Wednesday, 20 July 2016

Demographic Change and White Identity Politics in the United States

MaD Colloquium with Eric Knowles, New York University

Compared to other racial-ethnic groups, Whites are less likely to view themselves as members of a discrete, tangible, and coherent social category. Eric Knowles posits that ongoing demographic changes in the United States — where the non-White population is growing and will exceed that of Whites around mid-century — are altering Whites’ subjective experience of their race. Specifically, he theorizes population changes underway in the U.S. are rendering racial identity increasingly salient, concrete, and important to Whites, with profound implications for intergroup relations and politics. To test the hypothesized link between demographics and the “reification” of White identity, he examines the degree to which a nationally representative sample of American Whites have a well-defined (i.e., reified) sense of their race. Whites with a history of rapidly increasing exposure to non-Whites are the most racially reified.
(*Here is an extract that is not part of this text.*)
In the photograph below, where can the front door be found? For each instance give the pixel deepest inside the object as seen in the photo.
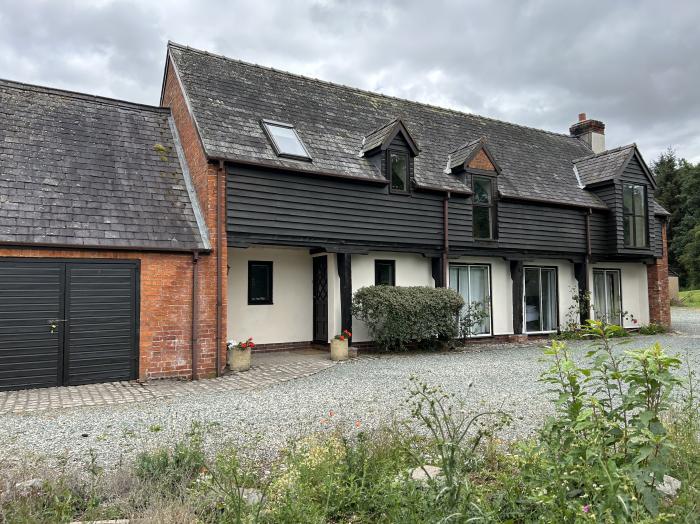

In turn, Eric Knowles presents evidence from this and other datasets indicating that racial reification encourages ethnocentrism and “White identity politics,” in which dominant-group members adopt political preferences and affiliations with the (sometimes explicit) purpose of advancing the ingroup’s interests over those of racial minorities.

Eric Knowles is Associate Professor of Psychology and Director of the Politics and Intergroup Relation Lab at New York University.